Child Support and Child Care

  1. Child Care Subsidy Requirements [A.3657/S.2091]: This new law abolishes the regulatory requirement that recipients of and applicants for child care subsidies be required to pursue a court order for child support or paternity establishment against the non-custodial parent as a condition of receipt of benefits. This new law became effective on July 23, 2009 under Chapter Number 233.       
  2. Child Support Modernization Act [A.8888/S.3879A]:  This important new law amends the Social Services Law’s requirement to revise the Child Support Standards Chart, as well as raises the combined parental income cap from its current $80,000 to $130,000 with regular consumer price index adjustments every two years thereafter. It also clarifies the role of the Child Support Enforcement Unit relating to the provision of child support enforcement services to individual parties.  While some provisions were effective on August 11, 2009, the new cap and the CSSA chart provisions will be effective on January 31, 2010 under Chapter Number 343.         
  3. Online Posting of Home Day Care Provider Address [A.2311A/S.3423A]:  This new law protects the safety and confidentiality needs of certain home-based day care providers by   allowing them to opt out of the Office of Child and Family Services’ Internet-based directory posting the addresses and locations of day care providers’ homes under Social Services Law §390.  This law will become effective on October 25, 2009 under Chapter Number 354.       
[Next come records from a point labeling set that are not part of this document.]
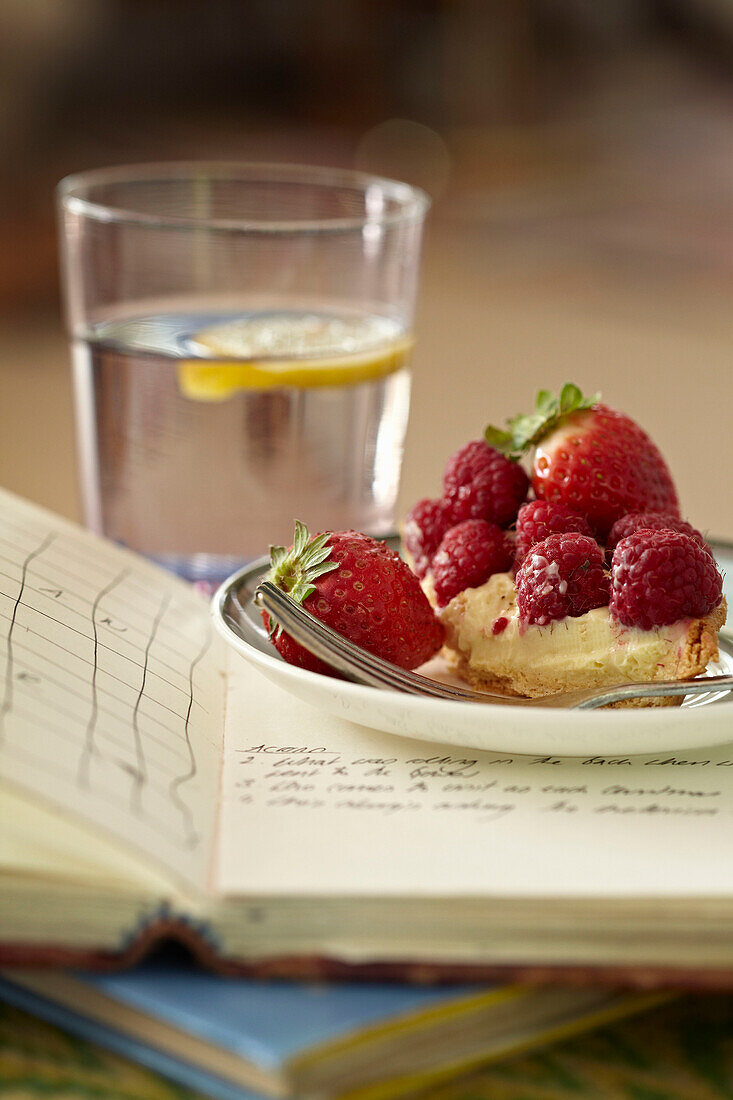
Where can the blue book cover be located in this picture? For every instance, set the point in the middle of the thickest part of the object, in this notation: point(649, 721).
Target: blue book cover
point(240, 1040)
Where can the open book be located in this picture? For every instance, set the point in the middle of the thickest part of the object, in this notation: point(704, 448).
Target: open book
point(152, 783)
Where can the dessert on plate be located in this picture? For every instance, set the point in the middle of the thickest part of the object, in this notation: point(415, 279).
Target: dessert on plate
point(594, 580)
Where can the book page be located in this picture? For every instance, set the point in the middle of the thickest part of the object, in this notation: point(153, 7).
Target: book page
point(111, 689)
point(316, 805)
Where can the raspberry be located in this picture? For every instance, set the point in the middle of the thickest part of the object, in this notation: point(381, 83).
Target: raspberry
point(482, 484)
point(538, 519)
point(654, 521)
point(561, 575)
point(658, 578)
point(425, 525)
point(468, 556)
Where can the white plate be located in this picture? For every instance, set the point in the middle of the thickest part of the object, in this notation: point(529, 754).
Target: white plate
point(704, 721)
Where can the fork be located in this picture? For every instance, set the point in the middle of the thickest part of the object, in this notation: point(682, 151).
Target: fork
point(361, 667)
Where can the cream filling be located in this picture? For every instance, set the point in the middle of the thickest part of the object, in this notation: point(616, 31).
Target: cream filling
point(590, 648)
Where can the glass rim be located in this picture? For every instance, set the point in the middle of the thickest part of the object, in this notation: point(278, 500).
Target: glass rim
point(73, 195)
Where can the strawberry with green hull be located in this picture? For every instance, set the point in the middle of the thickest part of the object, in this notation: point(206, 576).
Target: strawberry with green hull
point(361, 589)
point(589, 458)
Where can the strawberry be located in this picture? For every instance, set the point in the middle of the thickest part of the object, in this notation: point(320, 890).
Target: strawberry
point(589, 458)
point(360, 587)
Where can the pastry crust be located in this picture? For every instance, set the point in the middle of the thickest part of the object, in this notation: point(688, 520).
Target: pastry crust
point(696, 650)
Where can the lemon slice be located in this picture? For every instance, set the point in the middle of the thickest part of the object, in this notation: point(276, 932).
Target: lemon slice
point(302, 350)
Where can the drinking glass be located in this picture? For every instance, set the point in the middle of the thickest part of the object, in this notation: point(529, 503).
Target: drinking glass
point(240, 341)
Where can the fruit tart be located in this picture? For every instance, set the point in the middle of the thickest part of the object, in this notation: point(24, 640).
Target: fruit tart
point(594, 580)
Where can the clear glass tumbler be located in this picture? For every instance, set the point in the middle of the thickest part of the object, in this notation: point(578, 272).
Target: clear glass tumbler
point(240, 344)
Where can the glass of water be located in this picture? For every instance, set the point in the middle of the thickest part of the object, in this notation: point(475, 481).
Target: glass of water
point(240, 344)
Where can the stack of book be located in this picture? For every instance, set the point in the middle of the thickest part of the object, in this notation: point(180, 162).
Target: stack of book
point(237, 1038)
point(154, 788)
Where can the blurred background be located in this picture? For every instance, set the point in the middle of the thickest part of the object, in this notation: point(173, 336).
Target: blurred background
point(579, 154)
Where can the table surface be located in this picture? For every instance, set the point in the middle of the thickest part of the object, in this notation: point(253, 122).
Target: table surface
point(500, 318)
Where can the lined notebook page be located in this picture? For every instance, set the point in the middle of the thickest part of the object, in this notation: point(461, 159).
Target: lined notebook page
point(111, 691)
point(330, 807)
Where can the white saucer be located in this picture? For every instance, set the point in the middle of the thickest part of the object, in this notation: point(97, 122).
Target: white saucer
point(703, 721)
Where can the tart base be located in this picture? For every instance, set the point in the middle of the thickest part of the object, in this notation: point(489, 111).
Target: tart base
point(696, 649)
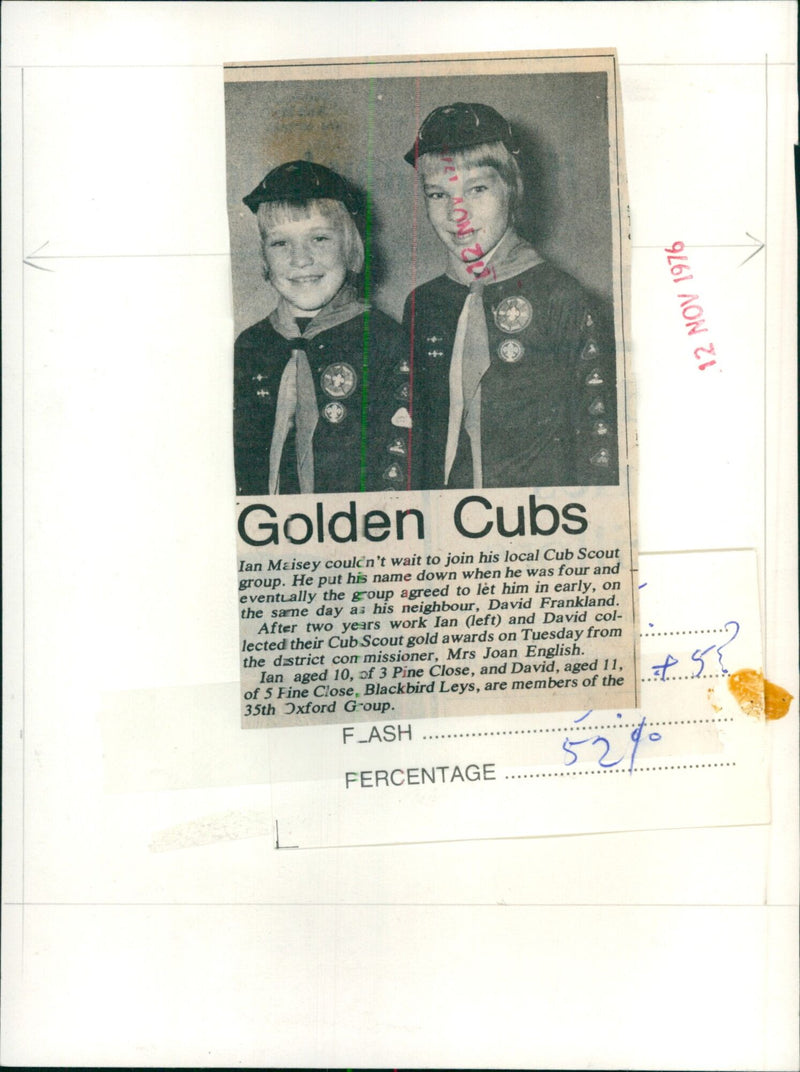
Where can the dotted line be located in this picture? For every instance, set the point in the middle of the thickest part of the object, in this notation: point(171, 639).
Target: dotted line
point(681, 633)
point(639, 770)
point(686, 676)
point(561, 729)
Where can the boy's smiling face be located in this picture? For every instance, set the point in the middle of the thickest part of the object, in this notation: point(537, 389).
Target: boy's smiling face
point(306, 262)
point(467, 206)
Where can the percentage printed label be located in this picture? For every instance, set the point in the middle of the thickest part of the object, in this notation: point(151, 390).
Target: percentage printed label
point(691, 310)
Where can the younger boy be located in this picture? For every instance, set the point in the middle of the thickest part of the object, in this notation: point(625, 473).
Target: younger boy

Anti-Shackling of Pregnant Prisoners

  1. Correction Law Amendments Protecting Pregnant Inmates and their Babies [A.3373/S.1290-A]: This new amendment to Corrections Law §611 now prohibits the use of mechanical restraints (i.e. handcuffs and shackles) on a pregnant female prisoner about to give birth during her transport from the correctional facility to the medical childbirth   facility and upon such admission to the medical facility.  The law also prohibits the use of all restraints on such prisoner during laboring, childbirth and post-partum recovery and outlines the extraordinary circumstances and procedures when such restraints may be necessary.  This law became effective on August 26, 2009 under Chapter Number 411.